La loi, les règles, ne servent à rien d'autre qu'à marquer la transgression. Le commandement « Tu ne tueras point » ou le tabou de l'inceste n'ont jamais empêché qui que ce soit de commettre des crimes mais ils désignent leurs transgresseurs comme se plaçant hors du corps social. Sans que cela n'implique nécessairement de punition !
On connait des sociétés qui ne disposent pas d'un pouvoir judiciaire, le transgresseur est uniquement l'objet d'une rébrobation, on évitera d'aller à la chasse avec lui, il aura du mal à trouver un conjoint, ça s'arrêtera là et, avec le temps, ça se tassera.
Il y a aussi le cas des transgresseurs qui sont déjà, par leurs fonctions, hors du corps social. C'est ainsi que Pharaon pouvait épouser sa sœur, c'est ainsi que quand George Bush a noyé l'Irak sous les bombes, le monde s'est contenté d'un timide « c'est pas bien » mais l'a laissé faire et, aujourd'hui, la chose est presque oubliée.
Je crois qu'il en est un peu de même dans ce débat. De l'avis même exprimé ici par Perkele et Castel, « en Avignon » est ressenti comme une marque de parisianisme : c'est bien une transgression, elle est sans doute fautive mais est-elle condamnable ?
À Nice, on dit couramment « les escaliers » (calque du nissard lu scala) là où les Parisiens disent « l'escalier ». Allez-vous nous en condamner ? Ne serait-ce pas plus simple de considérer qu'ainsi nous nous marquons comme des gens du Midi ?
Je veux bien qu'il y ait des règles, qu'il y ait un bon usage, mais ils ne font rien d'autre que définir des transgressions. Quand celles-ci se multiplient et se généralisent, les règles changent, les langues évoluent ...
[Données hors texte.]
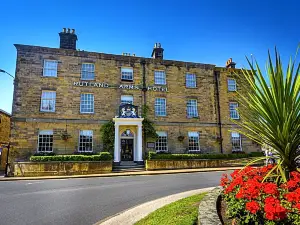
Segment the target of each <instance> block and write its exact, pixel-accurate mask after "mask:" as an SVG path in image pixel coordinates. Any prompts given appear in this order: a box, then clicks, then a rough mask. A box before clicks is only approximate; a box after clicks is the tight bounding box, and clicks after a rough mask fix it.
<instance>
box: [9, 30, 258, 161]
mask: <svg viewBox="0 0 300 225" xmlns="http://www.w3.org/2000/svg"><path fill="white" fill-rule="evenodd" d="M59 37H60V47H59V48H49V47H41V46H31V45H22V44H15V47H16V49H17V63H16V81H15V89H14V99H13V109H12V130H11V138H12V142H13V144H14V146H15V147H14V148H15V149H17V150H18V152H19V153H20V155H19V157H26V156H27V157H28V156H29V155H31V154H33V153H34V152H55V153H56V154H73V153H75V152H100V151H102V150H103V143H102V139H101V134H100V128H101V126H103V124H105V123H107V122H108V121H109V120H112V119H113V120H114V122H115V140H114V144H115V147H114V149H112V150H111V151H112V152H114V162H115V163H116V164H118V163H120V162H121V161H125V160H126V161H128V160H129V161H135V162H138V163H143V159H144V157H145V153H146V152H148V151H150V150H152V151H167V152H172V153H188V152H193V153H200V152H201V153H221V152H222V153H231V152H233V151H234V152H236V151H244V152H252V151H258V150H259V148H260V147H259V146H258V145H257V144H255V143H253V142H252V141H250V140H248V139H247V138H245V137H243V136H242V135H241V134H239V133H236V132H230V131H229V129H230V128H232V127H233V123H232V122H231V119H236V120H238V119H239V114H238V113H237V111H236V108H237V107H238V104H239V103H238V98H237V93H236V91H237V90H238V91H244V90H241V83H242V82H243V80H241V79H240V78H238V77H237V76H236V75H235V74H236V73H240V72H241V71H240V70H239V69H236V68H235V63H234V62H232V60H231V59H230V60H229V61H227V63H226V67H217V66H215V65H213V64H203V63H192V62H183V61H175V60H167V59H164V57H163V56H164V49H163V48H162V46H161V44H159V43H157V44H155V46H154V48H153V50H152V54H151V58H144V57H139V56H136V55H134V54H128V53H123V54H122V55H114V54H107V53H98V52H87V51H83V50H79V49H77V48H76V42H77V35H76V34H75V30H73V29H72V30H70V29H63V31H62V32H61V33H59ZM245 91H246V90H245ZM143 105H147V106H148V108H149V111H148V118H149V119H150V120H151V121H152V122H154V125H155V129H156V131H157V134H158V139H157V140H153V139H147V140H145V138H144V135H143V130H142V121H143V118H142V117H141V107H142V106H143Z"/></svg>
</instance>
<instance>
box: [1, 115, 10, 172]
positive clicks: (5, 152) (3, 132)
mask: <svg viewBox="0 0 300 225" xmlns="http://www.w3.org/2000/svg"><path fill="white" fill-rule="evenodd" d="M9 136H10V115H9V114H8V113H5V112H2V111H1V110H0V148H1V143H7V142H9ZM6 156H7V148H5V147H4V146H3V145H2V152H1V155H0V170H4V169H5V165H6Z"/></svg>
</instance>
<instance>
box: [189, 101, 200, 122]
mask: <svg viewBox="0 0 300 225" xmlns="http://www.w3.org/2000/svg"><path fill="white" fill-rule="evenodd" d="M187 117H188V118H192V117H198V107H197V100H196V99H189V100H188V101H187Z"/></svg>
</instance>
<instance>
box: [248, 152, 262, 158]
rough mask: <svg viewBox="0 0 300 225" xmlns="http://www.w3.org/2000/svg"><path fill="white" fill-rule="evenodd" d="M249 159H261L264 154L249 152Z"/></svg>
mask: <svg viewBox="0 0 300 225" xmlns="http://www.w3.org/2000/svg"><path fill="white" fill-rule="evenodd" d="M249 154H250V155H251V157H261V156H264V155H265V154H264V152H250V153H249Z"/></svg>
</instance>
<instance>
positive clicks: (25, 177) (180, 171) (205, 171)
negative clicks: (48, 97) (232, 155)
mask: <svg viewBox="0 0 300 225" xmlns="http://www.w3.org/2000/svg"><path fill="white" fill-rule="evenodd" d="M242 168H243V167H221V168H201V169H180V170H155V171H141V172H124V173H122V172H121V173H105V174H88V175H70V176H41V177H1V178H0V181H18V180H46V179H69V178H93V177H118V176H139V175H160V174H176V173H198V172H215V171H226V170H236V169H242Z"/></svg>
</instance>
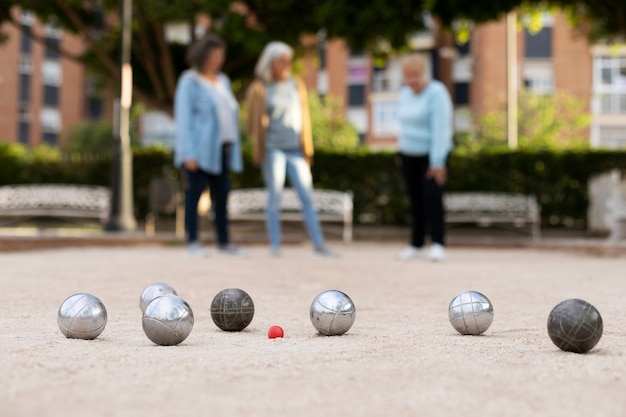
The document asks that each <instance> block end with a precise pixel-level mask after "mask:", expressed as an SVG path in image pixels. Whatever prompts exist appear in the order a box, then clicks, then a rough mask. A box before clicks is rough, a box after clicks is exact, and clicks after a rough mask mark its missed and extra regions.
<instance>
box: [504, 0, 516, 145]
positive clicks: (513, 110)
mask: <svg viewBox="0 0 626 417" xmlns="http://www.w3.org/2000/svg"><path fill="white" fill-rule="evenodd" d="M506 68H507V71H506V84H507V88H506V91H507V93H506V97H507V106H506V126H507V128H506V132H507V144H508V145H509V148H510V149H515V148H517V95H518V94H517V88H518V86H517V84H518V75H517V13H516V12H515V11H511V12H509V13H508V14H507V15H506Z"/></svg>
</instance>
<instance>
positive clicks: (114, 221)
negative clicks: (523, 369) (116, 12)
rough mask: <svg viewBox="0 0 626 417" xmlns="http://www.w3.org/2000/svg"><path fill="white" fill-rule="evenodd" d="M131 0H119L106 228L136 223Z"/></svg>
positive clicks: (134, 225)
mask: <svg viewBox="0 0 626 417" xmlns="http://www.w3.org/2000/svg"><path fill="white" fill-rule="evenodd" d="M132 8H133V3H132V0H120V11H121V15H122V36H121V45H120V46H121V54H120V61H121V62H120V80H121V83H120V84H121V88H120V98H119V99H118V100H116V102H115V109H114V123H113V125H114V135H115V148H114V151H113V164H112V165H113V172H112V176H111V210H110V213H109V218H108V220H107V223H106V225H105V229H106V230H108V231H131V230H135V228H136V227H137V222H136V220H135V217H134V216H133V175H132V171H133V160H132V158H133V154H132V151H131V147H130V105H131V103H132V91H133V79H132V76H133V72H132V67H131V65H130V47H131V22H132Z"/></svg>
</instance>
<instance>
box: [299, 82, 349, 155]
mask: <svg viewBox="0 0 626 417" xmlns="http://www.w3.org/2000/svg"><path fill="white" fill-rule="evenodd" d="M309 108H310V112H311V125H312V128H313V129H312V130H313V142H314V145H315V149H317V150H325V151H328V152H346V151H354V150H356V149H357V148H358V146H359V134H358V131H357V130H356V128H355V127H354V126H353V125H352V124H351V123H350V122H349V121H348V120H347V119H346V117H345V116H344V111H343V104H342V102H341V100H339V99H337V98H335V97H331V96H326V97H325V98H324V99H323V100H322V99H320V98H319V97H318V96H317V95H316V94H309Z"/></svg>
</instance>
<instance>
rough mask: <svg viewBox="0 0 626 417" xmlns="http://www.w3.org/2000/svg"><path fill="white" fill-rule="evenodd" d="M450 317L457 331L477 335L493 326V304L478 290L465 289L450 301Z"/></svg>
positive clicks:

Pour moi, l'important est plutôt de savoir si des constructions comme « en Avignon », « en Asnières » se répandent ou tombent en désuétude. Elles ont l'avantage d'éviter l'hiatus mais sont condamnées par les gardiens du sérail, qu'adviendra-t-il d'elles ? Je crois sage de laisser l'usage en décider. Certains trouvent cette attitude libertaire, ja la pense simplement démocratique.